” […] contemporary manifestations of big data have distinctive features that relate to the technologies, institutions and governance structures of the contemporary scientific world.
For instance, this approach is typically associated to the emergence of large-scale, multi-national networks of scientists; to a strong emphasis on the importance of sharing data and regarding them as valuable research outputs in and of themselves, regardless of whether or not they have yet been used as evidence for a given discovery; the institutionalization of procedures and norms for data dissemination through the Open Science and Open Data movements, and policies such as those recently adopted by Research Councils UK and key research funders such as the European Research Council, the Wellcome Trust and the Gates Foundation; and the development of instruments, building on digital technologies and web services, that facilitate the production and dissemination of data with a speed and geographical reach as yet unseen in the history of science.
This peculiar conjuncture of institutional, socio-political, economic and technological developments have considerably increased international debate over processes of data production, dissemination and interpretation within science and beyond. This level of reflexivity over data practices is arguably the most novel and interesting aspect of contemporary debates over big data. What we are witnessing is thus not the emergence of a wholly new research paradigm dealing with hitherto unseen types of data, but rather the rising prominence of a data-centric approach to scientific research, where concerns over data sharing and use in the long term take precedence over immediate attempts to analyze data.
Thus conceptualized, data centrism raises fundamental epistemological issues, which are deeply intertwined with the political challenges posed by big data. […] Philosophical analysis can help to address these questions in ways that inform both current data practices and the ways in which have been conceptualized within the social science and humanities, as well as by policy bodies and other institutions.”

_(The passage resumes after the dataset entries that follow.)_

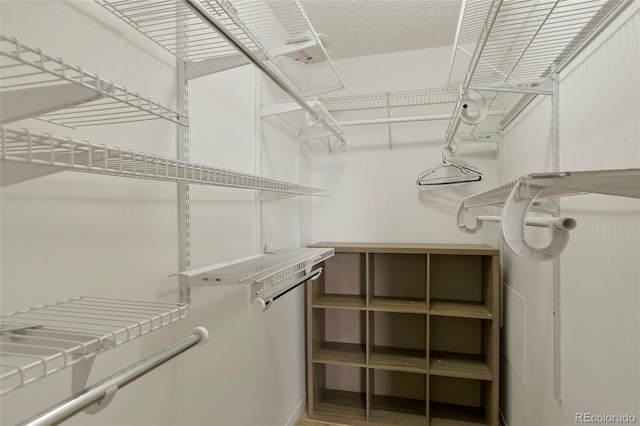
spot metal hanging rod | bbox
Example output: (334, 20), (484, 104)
(0, 36), (187, 128)
(339, 110), (504, 127)
(182, 0), (349, 147)
(18, 327), (209, 426)
(0, 126), (327, 195)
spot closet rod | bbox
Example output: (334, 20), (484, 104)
(184, 0), (348, 146)
(251, 268), (322, 312)
(19, 328), (209, 426)
(339, 110), (503, 126)
(476, 215), (577, 230)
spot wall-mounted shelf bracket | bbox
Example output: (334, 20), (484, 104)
(261, 102), (305, 118)
(470, 78), (553, 95)
(1, 84), (105, 124)
(71, 357), (117, 414)
(458, 133), (502, 143)
(185, 55), (250, 80)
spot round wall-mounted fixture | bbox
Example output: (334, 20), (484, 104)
(460, 90), (488, 125)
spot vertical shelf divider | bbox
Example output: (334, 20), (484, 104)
(365, 251), (372, 422)
(426, 253), (431, 422)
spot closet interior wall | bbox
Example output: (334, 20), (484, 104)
(1, 1), (307, 425)
(304, 46), (500, 246)
(499, 4), (640, 425)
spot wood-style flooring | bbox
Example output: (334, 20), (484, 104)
(294, 408), (348, 426)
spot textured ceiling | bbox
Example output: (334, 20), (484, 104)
(298, 0), (463, 59)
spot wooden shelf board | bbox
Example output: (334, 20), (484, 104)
(370, 346), (427, 373)
(430, 402), (486, 426)
(429, 300), (492, 319)
(370, 394), (427, 425)
(429, 352), (492, 381)
(313, 294), (366, 310)
(309, 242), (498, 255)
(315, 342), (366, 366)
(370, 297), (428, 313)
(313, 389), (367, 422)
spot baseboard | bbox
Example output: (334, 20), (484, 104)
(285, 392), (307, 426)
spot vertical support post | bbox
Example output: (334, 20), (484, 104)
(386, 93), (392, 150)
(177, 12), (191, 305)
(254, 69), (263, 254)
(552, 72), (562, 401)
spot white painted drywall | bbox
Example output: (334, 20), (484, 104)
(304, 47), (500, 246)
(500, 5), (640, 425)
(0, 1), (306, 425)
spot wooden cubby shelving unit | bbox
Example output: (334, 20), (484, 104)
(306, 243), (499, 426)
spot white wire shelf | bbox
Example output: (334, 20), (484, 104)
(0, 126), (327, 195)
(446, 0), (630, 139)
(177, 248), (334, 309)
(0, 36), (187, 128)
(0, 296), (189, 396)
(318, 87), (461, 112)
(95, 0), (344, 95)
(178, 248), (333, 290)
(461, 168), (640, 209)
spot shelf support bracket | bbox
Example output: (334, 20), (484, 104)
(261, 102), (304, 118)
(1, 84), (104, 124)
(185, 55), (250, 80)
(470, 78), (553, 95)
(72, 357), (118, 415)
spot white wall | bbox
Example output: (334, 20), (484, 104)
(1, 1), (305, 425)
(500, 5), (640, 425)
(305, 47), (500, 246)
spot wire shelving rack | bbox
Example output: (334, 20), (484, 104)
(0, 126), (327, 195)
(94, 0), (343, 96)
(0, 36), (187, 128)
(446, 0), (631, 142)
(0, 297), (189, 396)
(319, 87), (461, 112)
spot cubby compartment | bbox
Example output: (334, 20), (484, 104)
(370, 253), (427, 313)
(312, 308), (366, 366)
(429, 316), (493, 381)
(311, 252), (367, 309)
(370, 311), (427, 373)
(369, 369), (427, 425)
(429, 255), (496, 319)
(310, 364), (367, 423)
(430, 376), (493, 425)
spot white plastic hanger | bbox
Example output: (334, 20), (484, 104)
(416, 147), (483, 187)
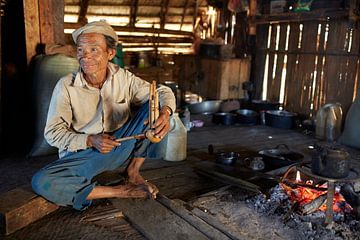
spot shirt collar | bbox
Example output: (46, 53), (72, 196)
(73, 62), (120, 88)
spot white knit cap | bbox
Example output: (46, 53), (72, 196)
(72, 21), (118, 44)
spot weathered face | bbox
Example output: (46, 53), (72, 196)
(76, 33), (115, 75)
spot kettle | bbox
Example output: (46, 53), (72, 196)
(315, 103), (342, 142)
(311, 145), (350, 179)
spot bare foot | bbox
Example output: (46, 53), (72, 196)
(126, 174), (159, 199)
(114, 183), (149, 198)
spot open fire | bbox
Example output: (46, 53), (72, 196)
(281, 169), (353, 215)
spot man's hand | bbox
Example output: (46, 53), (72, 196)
(87, 133), (120, 154)
(153, 106), (171, 139)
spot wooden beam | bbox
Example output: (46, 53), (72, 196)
(38, 0), (65, 44)
(77, 0), (90, 24)
(255, 9), (348, 25)
(0, 186), (59, 235)
(65, 33), (192, 44)
(129, 0), (139, 27)
(180, 0), (190, 30)
(160, 0), (170, 29)
(64, 22), (194, 36)
(23, 0), (41, 64)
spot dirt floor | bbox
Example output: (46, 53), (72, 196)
(1, 115), (360, 239)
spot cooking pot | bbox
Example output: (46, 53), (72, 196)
(235, 109), (259, 125)
(311, 145), (350, 178)
(215, 151), (240, 165)
(188, 100), (222, 114)
(258, 144), (304, 168)
(208, 144), (239, 165)
(212, 112), (237, 125)
(265, 110), (297, 129)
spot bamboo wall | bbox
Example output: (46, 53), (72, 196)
(254, 20), (360, 117)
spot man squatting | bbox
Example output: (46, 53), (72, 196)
(31, 21), (176, 210)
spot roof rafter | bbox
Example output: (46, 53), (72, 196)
(180, 0), (190, 30)
(77, 0), (90, 24)
(129, 0), (139, 27)
(160, 0), (169, 29)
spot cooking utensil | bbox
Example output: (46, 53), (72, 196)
(311, 144), (350, 178)
(208, 144), (239, 165)
(258, 144), (304, 168)
(215, 151), (240, 165)
(244, 156), (265, 171)
(188, 100), (222, 114)
(235, 109), (259, 125)
(212, 112), (237, 125)
(265, 110), (297, 129)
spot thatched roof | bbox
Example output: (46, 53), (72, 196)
(64, 0), (210, 53)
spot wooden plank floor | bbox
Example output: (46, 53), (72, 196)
(3, 121), (360, 239)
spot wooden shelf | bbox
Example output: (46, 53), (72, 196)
(254, 8), (349, 24)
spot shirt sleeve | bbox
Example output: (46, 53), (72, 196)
(44, 80), (89, 153)
(125, 70), (176, 112)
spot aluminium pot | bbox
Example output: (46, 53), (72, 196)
(265, 110), (297, 129)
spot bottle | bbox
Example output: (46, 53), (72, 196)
(182, 107), (191, 131)
(164, 113), (187, 161)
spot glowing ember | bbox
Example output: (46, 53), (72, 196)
(281, 171), (352, 213)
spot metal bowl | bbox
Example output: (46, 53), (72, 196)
(188, 100), (222, 114)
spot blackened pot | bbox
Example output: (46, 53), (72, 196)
(235, 109), (259, 125)
(212, 112), (237, 125)
(265, 110), (297, 129)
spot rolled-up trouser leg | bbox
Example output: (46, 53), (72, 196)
(32, 103), (151, 210)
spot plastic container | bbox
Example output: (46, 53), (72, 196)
(315, 103), (343, 142)
(164, 113), (187, 161)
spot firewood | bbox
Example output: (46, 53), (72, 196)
(298, 193), (327, 215)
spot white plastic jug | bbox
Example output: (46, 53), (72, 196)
(164, 113), (187, 161)
(315, 103), (343, 142)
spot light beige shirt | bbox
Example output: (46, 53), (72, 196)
(45, 62), (176, 157)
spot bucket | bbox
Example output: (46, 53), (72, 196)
(164, 113), (187, 161)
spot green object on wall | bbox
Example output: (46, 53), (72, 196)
(294, 0), (313, 12)
(111, 44), (125, 68)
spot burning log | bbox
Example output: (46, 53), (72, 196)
(298, 193), (327, 215)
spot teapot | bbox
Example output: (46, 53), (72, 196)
(311, 145), (350, 179)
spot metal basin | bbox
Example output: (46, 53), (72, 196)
(188, 100), (222, 114)
(265, 110), (297, 129)
(212, 112), (237, 125)
(235, 109), (259, 125)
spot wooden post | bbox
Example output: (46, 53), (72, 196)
(23, 0), (41, 65)
(38, 0), (65, 45)
(23, 0), (65, 64)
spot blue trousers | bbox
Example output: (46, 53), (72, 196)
(32, 103), (152, 210)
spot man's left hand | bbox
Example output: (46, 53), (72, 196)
(152, 107), (171, 139)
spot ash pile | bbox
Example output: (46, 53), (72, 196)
(246, 184), (360, 240)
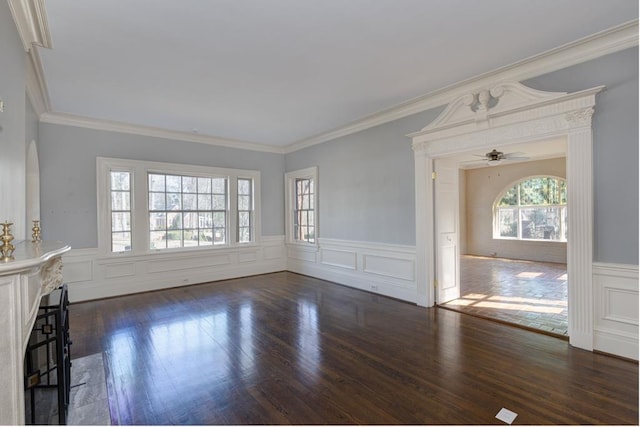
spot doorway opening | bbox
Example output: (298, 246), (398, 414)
(436, 140), (569, 337)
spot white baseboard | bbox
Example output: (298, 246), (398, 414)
(593, 262), (639, 360)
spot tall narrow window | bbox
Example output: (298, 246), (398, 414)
(149, 173), (228, 249)
(285, 167), (317, 245)
(294, 178), (315, 243)
(110, 171), (132, 252)
(237, 178), (253, 243)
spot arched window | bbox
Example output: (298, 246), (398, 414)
(494, 176), (567, 242)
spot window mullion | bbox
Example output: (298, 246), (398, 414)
(132, 165), (147, 253)
(229, 176), (237, 246)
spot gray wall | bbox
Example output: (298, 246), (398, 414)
(524, 47), (639, 264)
(285, 107), (443, 246)
(39, 123), (285, 248)
(0, 1), (27, 239)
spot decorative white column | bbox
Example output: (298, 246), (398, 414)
(567, 119), (595, 350)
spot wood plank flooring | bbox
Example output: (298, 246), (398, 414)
(69, 272), (638, 425)
(443, 256), (568, 336)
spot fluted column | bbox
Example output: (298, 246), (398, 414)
(567, 123), (594, 350)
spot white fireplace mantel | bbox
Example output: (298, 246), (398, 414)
(0, 240), (70, 425)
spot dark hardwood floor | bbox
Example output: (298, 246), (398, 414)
(69, 272), (638, 425)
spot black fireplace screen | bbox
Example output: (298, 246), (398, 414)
(24, 284), (71, 425)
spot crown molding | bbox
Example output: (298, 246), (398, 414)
(8, 0), (52, 52)
(284, 19), (639, 154)
(39, 112), (286, 154)
(25, 48), (51, 116)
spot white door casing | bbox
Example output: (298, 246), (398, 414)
(434, 158), (460, 303)
(410, 81), (602, 352)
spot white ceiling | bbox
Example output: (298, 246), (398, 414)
(37, 0), (638, 148)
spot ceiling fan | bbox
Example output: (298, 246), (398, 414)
(463, 149), (530, 166)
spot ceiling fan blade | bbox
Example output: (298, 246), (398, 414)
(504, 156), (530, 161)
(502, 152), (526, 157)
(460, 159), (485, 164)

“Scientific research is often presented as the most systematic set of efforts in the contemporary world aimed to critically explore and debate what constitutes acceptable and sufficient evidence for any given belief about reality. The very term ‘data’ comes from the Latin ‘given’, and indeed data are meant to document as faithfully and objectively as possible whatever entities or processes are being investigated. And yet, data collection is always steeped in a specific way of understanding the world and constrained by given material and social conditions, and the resulting data are therefore marked by the historical circumstances through which they were generated: what constitutes trustworthy or sufficient data changes across time and space, making it impossible to ever assemble a complete and intrinsically reliable dataset.”
“This landscape makes the study of data into an excellent entry point to reflect on the activities and claims associated to the idea of scientific knowledge, and the implications of existing conceptualisations of various forms of knowledge production and use.”
“From these interviews it became evident that there were a range of material and social aspects of their research environment that played significant roles in their overall data engagement activities.”
“Such research clearly demonstrates the importance of scrutinizing all processes involved in data engagement and to recognize the role that research environments play in not only the creation of data, but also their selection, presentation and dissemination. How scientists perceive their research environments, what they recognize as strengths and limitations, and what in these environments pose material or social challenges to data engagement all influence what data travels in or out of any research context.”
“The types of data shared and valued, the longevity of these data, and the pathways through which they are disseminated and re-used all have complicated relationships to the research environments in which they are utilized. In consequence, homogenized perceptions of key issues such as what data are, how raw data differs from processed data, and how data ownership can be understood reveal their limitations.”